I want to get mean absolute error (MAE) for each split of data using 5-fold cross validation. I have built a custom model using Xception.
Hence, to try this, I coded the following:
# Data Generators:
train_gen = flow_from_dataframe(core_idg, train_df,
path_col = 'path',
y_col = 'boneage_zscore',
target_size = IMG_SIZE,
color_mode = 'rgb',
batch_size = 32,
shuffle = True)
X_train, Y_train = next(train_gen)
#-----------------------------------------------------------------------
# Custom Model initiation:
base_model = Xception(input_shape = X_train.shape[1:], include_top = False, weights = 'imagenet')

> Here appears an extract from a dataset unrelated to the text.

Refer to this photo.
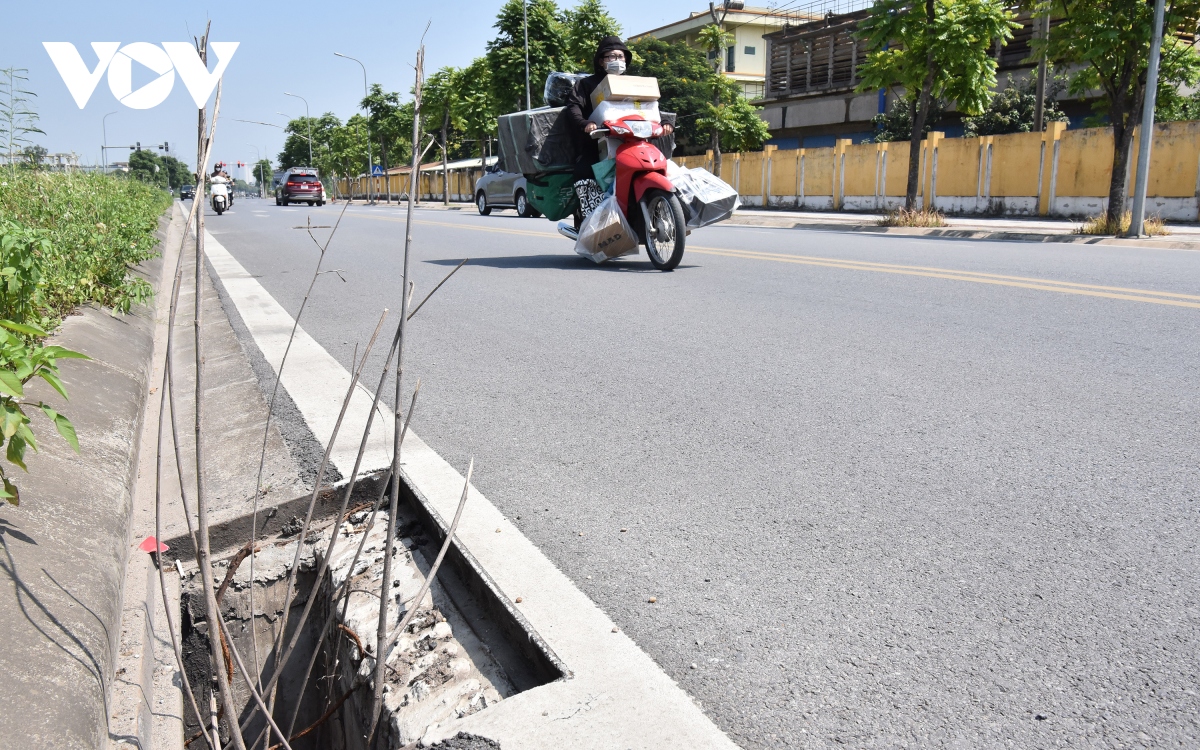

base_model.trainable = True
model = Sequential()
model.add(base_model)
model.add(GlobalMaxPooling2D())
model.add(Flatten())
model.add(Dense(16, activation = 'relu'))
model.add(Dense(1, activation = 'linear'))
def mae_months(in_gt, in_pred):
return mean_absolute_error(boneage_div * in_gt, boneage_div * in_pred)
# Compile model
adam = Adam(learning_rate = 0.0005)
model.compile(loss = 'mse', optimizer = adam, metrics = [mae_months])
#-----------------------------------------------------------------------
# KFold
n_splits = 5
kf = KFold(n_splits = n_splits, shuffle = True, random_state = 42)
I coded up to KFold, but now I am stuck with proceeding to the cross validation step to get MAE for each data splits?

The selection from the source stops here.